West Fertilizer, a $4 million/year operation, had just $1 million of liability insurance. The city of West has more than $10 million in uninsured losses to its infrastructure and schools. Federal officials have paid or agreed to pay an estimated $25 million to the state and to affected families after the explosion. Gov. Rick Perry is appealing FEMA's latest denial of funds to the city.
The suit names Adair Grain, parent company of West Fertilizer, and its supplier, CF Industries, based in Deerfield, Ill.
CF Industries “knew of the dangers associated with the manufacture and use of ammonium nitrate and failed in their duty to exercise care commensurate with and proportionate to the combined danger of formulating, designing, manufacturing, supplying and/or marketing of ammonium nitrate,” alleges the lawsuit, filed in district court in Waco, Texas.
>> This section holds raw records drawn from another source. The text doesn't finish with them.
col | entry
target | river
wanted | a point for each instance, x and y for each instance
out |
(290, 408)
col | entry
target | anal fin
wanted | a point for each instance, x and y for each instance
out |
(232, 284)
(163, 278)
The supplier was allegedly in the “best position to know and understand the full nature of the danger of the product manufactured by them,” but “made no effort to determine the risk to the community into which their product was shipped.”
“Instead [CF Industries] blindly sold hundreds of tons of hazardous ammonium nitrate to West Fertilizer Company, and delivered it to a facility located within a community of people, houses, parks, schools and a nursing home,” the suit alleges.
The city also alleges West Fertilizer was negligent in the way it stored and maintained the volatile chemical compound.
The suit reveals the explosion involved 30 tons of ammonium nitrate fertilizer stored inside two wooden bins located within the fertilizer mixing building. An additional 100 tons stored in railcars stored nearby.
“Did we know how much? No,” West Mayor Tommy Muska tells PC360 in West a month after the catastrophe when asked about the amount of ammonium nitrate at West Fertilizer. “I don't think we had any idea.”
“We just grew up with it out there,” Muska adds. “Nobody knew.”
The fertilizer company, serving farmers in the area since 1962, existed before the city expanded in its direction, Muska says.